The former world number one from the United States scored a tense and tenaciously chiselled out 7-6 (7/5), 6-3 victory over Djokovic, the third-seeded Australian Open champion from Serbia.
It followed another straight sets win on Thursday over Nadal, the second-seeded French Open champion from Spain.
The match hinged on one point in the tie-breaker and one break of serve in the second set, and might have taken a different course but for a mix-up two points from the end of the first set.
The umpire called a Roddick ace as a let, and repeated the call, but both players changed sides anyway, ready for the next point.
This decided the umpire to allow himself to be over-ruled, and he called the score as 6-4 and set point to Roddick, instead of 5-4, first serve.
Most people assumed both players had disagreed with the call, and that Djokovic was sportingly acknowledging it.
Afterwards however each of them claimed they had not heard the let call.
"The umpire is supposed to speak loud, not as though he were speaking to a mouse," said Djokovic.
"There are ten thousand people in there and I didn't hear it. It was an important point."
From 6-4 up, Roddick lost the next rally but won the second set point at 6-5 as Djokovic, from a useful position, hit a forehand drive wide.
"I don't think anyone heard it," Roddick said of the umpire's let call.
"This is new information for me. I don't know what to tell you."
The second set was also very tight, with Roddick, who returned serve soundly and played some well constructed rallies, making the crucial break in the penultimate game.
"I didn't use my opportunities when they were given to me. But it could have gone the other way if I had won the first set," said Djokovic.
"I was nervous because we were playing on a very fast court and he is going to rely on his service. I had to get back his service as much as I could, which is why I was nervous."

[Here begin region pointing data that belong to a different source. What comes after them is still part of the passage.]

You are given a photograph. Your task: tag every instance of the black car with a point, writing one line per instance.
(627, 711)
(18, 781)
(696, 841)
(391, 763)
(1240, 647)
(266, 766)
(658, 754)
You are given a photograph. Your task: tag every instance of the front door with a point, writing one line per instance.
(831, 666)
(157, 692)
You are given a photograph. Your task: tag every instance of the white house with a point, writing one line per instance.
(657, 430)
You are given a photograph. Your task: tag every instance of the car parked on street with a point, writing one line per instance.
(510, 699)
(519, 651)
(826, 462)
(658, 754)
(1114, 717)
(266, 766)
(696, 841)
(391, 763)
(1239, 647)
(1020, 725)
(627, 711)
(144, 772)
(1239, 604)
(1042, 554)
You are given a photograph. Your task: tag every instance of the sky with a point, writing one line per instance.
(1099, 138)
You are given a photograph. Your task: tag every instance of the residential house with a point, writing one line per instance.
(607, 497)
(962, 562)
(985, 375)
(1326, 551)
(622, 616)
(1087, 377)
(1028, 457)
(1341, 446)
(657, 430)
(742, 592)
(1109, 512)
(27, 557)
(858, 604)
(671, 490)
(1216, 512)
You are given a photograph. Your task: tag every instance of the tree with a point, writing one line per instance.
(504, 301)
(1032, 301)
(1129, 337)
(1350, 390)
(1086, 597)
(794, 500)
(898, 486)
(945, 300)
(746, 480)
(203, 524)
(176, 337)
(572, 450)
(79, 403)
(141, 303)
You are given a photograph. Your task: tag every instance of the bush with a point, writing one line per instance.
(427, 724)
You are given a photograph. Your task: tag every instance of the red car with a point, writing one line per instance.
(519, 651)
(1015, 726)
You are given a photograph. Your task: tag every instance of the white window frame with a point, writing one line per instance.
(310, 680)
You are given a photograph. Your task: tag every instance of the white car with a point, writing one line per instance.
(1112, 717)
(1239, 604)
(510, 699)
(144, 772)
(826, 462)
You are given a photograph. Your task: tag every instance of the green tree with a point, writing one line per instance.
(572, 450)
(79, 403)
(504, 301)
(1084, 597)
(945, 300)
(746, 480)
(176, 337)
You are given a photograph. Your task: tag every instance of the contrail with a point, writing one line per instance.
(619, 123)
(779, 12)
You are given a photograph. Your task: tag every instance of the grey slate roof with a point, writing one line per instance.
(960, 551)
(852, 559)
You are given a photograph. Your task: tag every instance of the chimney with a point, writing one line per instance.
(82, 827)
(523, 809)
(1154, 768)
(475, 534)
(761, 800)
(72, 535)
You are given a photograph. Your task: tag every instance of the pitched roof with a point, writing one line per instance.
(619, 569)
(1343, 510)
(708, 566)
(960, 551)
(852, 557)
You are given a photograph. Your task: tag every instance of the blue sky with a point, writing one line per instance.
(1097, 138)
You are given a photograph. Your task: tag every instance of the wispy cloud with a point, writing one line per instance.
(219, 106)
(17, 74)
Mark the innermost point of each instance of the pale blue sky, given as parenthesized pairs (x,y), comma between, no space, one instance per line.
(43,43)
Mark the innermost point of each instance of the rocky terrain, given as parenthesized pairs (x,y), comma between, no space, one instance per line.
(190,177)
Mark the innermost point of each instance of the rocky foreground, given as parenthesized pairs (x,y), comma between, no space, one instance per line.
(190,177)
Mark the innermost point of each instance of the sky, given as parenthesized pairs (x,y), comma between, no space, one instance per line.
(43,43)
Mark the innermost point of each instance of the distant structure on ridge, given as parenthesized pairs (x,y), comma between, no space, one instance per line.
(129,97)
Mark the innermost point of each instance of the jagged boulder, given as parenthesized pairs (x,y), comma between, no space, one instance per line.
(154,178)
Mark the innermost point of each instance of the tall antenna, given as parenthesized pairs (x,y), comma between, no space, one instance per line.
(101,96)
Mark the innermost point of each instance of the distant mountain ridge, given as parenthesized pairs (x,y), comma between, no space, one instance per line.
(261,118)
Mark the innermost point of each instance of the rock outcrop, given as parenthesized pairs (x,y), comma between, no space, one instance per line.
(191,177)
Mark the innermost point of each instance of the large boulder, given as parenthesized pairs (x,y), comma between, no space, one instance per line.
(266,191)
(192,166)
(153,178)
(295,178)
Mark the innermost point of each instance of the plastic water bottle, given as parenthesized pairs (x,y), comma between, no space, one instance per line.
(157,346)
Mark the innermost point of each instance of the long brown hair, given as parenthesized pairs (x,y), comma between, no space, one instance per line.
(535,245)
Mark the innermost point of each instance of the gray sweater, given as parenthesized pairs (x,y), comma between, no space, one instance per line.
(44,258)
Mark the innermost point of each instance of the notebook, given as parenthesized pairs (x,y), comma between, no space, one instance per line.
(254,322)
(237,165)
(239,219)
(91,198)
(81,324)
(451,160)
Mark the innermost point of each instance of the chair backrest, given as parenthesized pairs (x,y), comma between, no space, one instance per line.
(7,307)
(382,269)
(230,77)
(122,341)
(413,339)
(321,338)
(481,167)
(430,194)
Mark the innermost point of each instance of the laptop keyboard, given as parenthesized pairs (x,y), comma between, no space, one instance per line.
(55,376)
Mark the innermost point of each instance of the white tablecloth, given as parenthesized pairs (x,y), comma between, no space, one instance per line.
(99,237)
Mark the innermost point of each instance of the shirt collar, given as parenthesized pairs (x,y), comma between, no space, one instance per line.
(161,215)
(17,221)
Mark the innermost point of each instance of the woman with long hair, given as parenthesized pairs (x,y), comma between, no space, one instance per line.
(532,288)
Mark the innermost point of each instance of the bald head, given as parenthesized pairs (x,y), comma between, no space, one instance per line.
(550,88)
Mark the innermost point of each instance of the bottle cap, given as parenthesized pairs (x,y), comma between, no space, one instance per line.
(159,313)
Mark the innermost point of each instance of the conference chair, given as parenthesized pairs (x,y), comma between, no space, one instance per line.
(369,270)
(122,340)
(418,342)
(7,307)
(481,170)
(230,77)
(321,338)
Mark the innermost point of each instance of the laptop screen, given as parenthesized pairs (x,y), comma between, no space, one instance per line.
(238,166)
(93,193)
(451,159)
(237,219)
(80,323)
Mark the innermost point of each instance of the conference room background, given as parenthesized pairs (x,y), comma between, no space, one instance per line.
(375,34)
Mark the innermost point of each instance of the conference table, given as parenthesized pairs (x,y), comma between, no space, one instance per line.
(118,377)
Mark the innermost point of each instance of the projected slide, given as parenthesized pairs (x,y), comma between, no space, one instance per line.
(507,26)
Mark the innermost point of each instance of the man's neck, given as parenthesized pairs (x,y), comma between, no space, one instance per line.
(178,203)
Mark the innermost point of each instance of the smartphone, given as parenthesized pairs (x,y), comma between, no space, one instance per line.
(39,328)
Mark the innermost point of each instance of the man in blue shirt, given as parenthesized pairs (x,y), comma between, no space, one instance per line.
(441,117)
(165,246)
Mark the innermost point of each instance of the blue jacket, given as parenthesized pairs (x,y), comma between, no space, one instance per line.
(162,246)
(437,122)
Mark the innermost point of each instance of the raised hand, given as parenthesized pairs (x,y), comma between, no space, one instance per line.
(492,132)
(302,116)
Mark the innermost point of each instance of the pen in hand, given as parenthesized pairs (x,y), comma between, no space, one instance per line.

But the best Djokovic could manage against the fastest serve in the world was two break points in the first set; Roddick has yet to drop serve during this tournament.
Inevitably it was suggested to him that his surge in form might have been related to last week's split with Jimmy Connors, the legendary former player who had been his coach for the last year and a half.
"I don't know if this week is about Jimmy. I talked to him last night and he had a lot of things to say," claimed Roddick.
"But for a long time it has been John (Roddick, his brother), Doug (Spreen) and me on the road. It was nice hearing his voice but the grit of it was John, Doug and me."
In the final, Roddick will face Feliciano Lopez, the enigmatic Spaniard who had previously won only one match in five months, but who now completed his third victory over a top ten player in a week.
Lopez made a last ditch come-back from 3-5 down to snatch an audacious 6-4, 4-6, 7-5 victory over Nikolay Davydenko, the world number five from Russia.
Nor was it a coincidence that Lopez should return to such spectacular form here - it is the same place where the first of his four finals happened, four years ago.